Improving information dissemination in BRCA1/2 families with a family communication tool (#767)

Emma Healey 1 , Rachel Williams 1 , Sian Greening 2 , Linda Warwick 3 , Claire Wakefield 4 , Kathy Tucker 1
  1. Hereditary Cancer Clinic, Prince of Wales Hospital, Randwick, NSW, Australia
  2. Hereditary Cancer Clinic, Illawarra Cancer Care Centre, Wollongong, NSW, Australia
  3. ACT Genetic Service, The Canberra Hospital, Woden, ACT, Australia
  4. Behavioural Sciences Unit, Kids Cancer Centre, Sydney Children's Hospital, Randwick, NSW, Australia

Background:

BRCA1/BRCA2 predictive testing in at-risk relatives provides many benefits. Survival outcomes for mutation-carriers can be improved by screening and risk-reducing interventions. Realisation of these benefits relies on communication between carriers and their at-risk relatives, however disseminating this information poses significant challenges. To assist, we have developed a Family Communication Tool (FCT), a table which records informed status of at-risk relatives.

Aim:

To 1) assess the effectiveness of the FCT in increasing dissemination and uptake of predictive testing by at-risk family members; 2) determine what personal and family characteristics are associated with lower levels of dissemination.

Methods:

BRCA1/BRCA2-carriers identified from four hospitals were invited to participate in the study.

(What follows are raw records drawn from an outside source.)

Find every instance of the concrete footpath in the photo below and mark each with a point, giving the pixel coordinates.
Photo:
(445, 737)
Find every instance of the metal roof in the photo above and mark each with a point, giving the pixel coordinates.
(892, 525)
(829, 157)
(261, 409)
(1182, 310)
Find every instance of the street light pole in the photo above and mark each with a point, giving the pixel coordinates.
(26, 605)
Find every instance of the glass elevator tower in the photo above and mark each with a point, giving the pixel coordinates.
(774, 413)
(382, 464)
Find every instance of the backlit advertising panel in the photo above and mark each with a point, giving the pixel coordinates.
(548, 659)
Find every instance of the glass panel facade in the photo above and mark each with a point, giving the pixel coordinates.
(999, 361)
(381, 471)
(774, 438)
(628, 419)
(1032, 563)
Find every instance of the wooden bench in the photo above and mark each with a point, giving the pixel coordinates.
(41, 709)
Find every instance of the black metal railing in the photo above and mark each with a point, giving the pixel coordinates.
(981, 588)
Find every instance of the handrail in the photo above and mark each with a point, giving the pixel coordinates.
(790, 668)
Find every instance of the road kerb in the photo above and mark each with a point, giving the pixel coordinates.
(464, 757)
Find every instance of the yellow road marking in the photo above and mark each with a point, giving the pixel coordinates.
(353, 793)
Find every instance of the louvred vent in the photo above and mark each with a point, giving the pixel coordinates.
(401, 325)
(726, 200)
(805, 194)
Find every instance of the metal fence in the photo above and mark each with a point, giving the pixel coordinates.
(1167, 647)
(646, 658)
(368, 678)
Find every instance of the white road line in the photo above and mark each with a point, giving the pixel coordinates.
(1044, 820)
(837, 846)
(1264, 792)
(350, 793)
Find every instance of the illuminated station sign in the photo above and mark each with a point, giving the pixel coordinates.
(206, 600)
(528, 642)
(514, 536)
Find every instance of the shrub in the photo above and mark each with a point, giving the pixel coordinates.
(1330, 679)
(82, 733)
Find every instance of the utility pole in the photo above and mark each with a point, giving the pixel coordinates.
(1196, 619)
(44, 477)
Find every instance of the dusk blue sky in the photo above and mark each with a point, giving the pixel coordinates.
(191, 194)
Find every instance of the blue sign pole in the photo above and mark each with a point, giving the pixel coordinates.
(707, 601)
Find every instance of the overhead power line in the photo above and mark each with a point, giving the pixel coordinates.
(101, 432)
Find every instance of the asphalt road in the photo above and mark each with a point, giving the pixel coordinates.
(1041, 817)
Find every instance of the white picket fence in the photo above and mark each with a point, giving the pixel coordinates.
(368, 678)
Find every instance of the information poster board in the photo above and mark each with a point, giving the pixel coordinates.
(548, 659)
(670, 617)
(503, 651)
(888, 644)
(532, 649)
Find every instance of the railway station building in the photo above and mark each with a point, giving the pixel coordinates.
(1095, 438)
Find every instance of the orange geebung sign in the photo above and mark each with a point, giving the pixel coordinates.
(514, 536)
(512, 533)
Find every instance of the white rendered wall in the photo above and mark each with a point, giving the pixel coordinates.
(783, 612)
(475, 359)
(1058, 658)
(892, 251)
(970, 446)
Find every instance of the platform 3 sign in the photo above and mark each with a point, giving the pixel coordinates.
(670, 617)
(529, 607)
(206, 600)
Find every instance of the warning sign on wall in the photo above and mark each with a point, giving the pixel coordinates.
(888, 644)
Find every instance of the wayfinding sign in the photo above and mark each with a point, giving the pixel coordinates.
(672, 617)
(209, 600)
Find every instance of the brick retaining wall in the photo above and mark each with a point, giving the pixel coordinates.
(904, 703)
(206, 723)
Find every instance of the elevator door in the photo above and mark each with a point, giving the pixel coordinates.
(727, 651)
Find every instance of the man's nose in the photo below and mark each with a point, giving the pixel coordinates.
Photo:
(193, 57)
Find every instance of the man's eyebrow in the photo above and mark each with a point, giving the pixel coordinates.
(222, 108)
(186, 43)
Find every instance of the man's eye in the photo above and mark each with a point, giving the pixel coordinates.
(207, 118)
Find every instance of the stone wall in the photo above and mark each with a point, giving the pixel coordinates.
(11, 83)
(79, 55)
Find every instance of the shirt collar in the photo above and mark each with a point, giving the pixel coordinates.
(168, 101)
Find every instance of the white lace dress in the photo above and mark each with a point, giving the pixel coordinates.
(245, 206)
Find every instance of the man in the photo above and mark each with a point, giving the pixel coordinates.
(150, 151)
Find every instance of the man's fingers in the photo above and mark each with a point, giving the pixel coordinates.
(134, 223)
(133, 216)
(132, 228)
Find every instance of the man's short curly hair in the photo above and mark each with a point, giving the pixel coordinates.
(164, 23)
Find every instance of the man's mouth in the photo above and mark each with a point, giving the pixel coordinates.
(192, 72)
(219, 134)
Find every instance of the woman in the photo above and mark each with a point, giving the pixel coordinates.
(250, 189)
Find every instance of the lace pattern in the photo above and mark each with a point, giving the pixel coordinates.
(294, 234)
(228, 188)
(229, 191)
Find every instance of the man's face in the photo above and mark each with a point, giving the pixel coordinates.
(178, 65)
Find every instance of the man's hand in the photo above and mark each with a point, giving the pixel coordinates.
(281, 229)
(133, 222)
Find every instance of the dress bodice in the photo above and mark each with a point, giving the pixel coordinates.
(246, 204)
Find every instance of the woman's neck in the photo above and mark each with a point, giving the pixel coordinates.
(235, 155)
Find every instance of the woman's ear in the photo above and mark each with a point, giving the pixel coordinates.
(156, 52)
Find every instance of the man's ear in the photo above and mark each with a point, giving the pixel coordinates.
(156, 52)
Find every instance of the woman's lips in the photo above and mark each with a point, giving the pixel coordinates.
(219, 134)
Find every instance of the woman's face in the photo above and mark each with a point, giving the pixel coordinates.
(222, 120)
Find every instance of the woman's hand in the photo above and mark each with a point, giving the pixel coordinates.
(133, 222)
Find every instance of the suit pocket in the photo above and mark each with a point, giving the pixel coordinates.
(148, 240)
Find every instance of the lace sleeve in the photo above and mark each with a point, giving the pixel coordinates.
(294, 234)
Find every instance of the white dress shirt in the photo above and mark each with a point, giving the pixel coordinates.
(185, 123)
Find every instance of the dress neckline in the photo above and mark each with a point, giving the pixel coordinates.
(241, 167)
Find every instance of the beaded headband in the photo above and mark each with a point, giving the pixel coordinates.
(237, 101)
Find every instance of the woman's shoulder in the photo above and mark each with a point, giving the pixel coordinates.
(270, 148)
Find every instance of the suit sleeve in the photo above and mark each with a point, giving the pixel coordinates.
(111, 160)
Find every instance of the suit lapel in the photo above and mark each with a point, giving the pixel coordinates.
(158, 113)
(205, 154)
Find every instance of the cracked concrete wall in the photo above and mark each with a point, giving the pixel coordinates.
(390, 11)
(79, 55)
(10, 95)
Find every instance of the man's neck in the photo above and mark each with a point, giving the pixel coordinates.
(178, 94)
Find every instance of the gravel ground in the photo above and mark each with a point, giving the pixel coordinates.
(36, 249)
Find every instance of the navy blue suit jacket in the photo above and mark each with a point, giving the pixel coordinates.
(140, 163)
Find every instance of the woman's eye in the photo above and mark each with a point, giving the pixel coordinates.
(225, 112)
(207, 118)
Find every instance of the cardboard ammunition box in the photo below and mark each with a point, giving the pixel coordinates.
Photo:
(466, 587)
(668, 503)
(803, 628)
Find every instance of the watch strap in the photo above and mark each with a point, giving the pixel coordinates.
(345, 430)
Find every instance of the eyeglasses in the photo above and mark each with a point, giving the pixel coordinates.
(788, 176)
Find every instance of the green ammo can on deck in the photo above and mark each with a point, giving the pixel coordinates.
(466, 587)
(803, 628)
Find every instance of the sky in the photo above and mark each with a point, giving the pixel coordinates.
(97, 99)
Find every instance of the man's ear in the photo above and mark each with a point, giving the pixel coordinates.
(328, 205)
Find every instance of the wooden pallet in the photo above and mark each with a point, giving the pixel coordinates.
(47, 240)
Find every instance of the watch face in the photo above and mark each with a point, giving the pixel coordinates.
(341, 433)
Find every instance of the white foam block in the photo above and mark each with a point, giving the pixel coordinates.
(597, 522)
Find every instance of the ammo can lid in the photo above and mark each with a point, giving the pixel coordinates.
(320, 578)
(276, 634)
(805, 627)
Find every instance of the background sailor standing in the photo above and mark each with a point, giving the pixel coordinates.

A telephone interview of consenting patients asked about informed status of at-risk relatives, uptake of predictive testing in relatives, and geographical location of relatives. This information was recorded within the FCT. Patients yet to inform all relatives were provided advice, offered a standard dissemination letter to provide to relatives, and advised of online resources to assist with dissemination. Patients will be followed-up 2-4 months after their initial phone call to determine whether the FCT and associated counselling had facilitated dissemination. The genetic database will be audited to count the number of associated predictive testing appointments made in the study period.

Results:

Data to date from 165 individuals revealed 45% had not informed ≥1 relative, with an average of 6.2 uninformed. Further analysis will reveal whether associations exist between dissemination levels and personal and family cancer history, family size, relatives’ geographical location, and Jewish ancestry. Effectiveness of the FCT will be measured upon completion of follow-up in November 2014.

Conclusions:

This study will provide evidence on whether the FCT is valuable in assisting with dissemination, and to help understand the demographic characteristics of families who are more likely to require such support.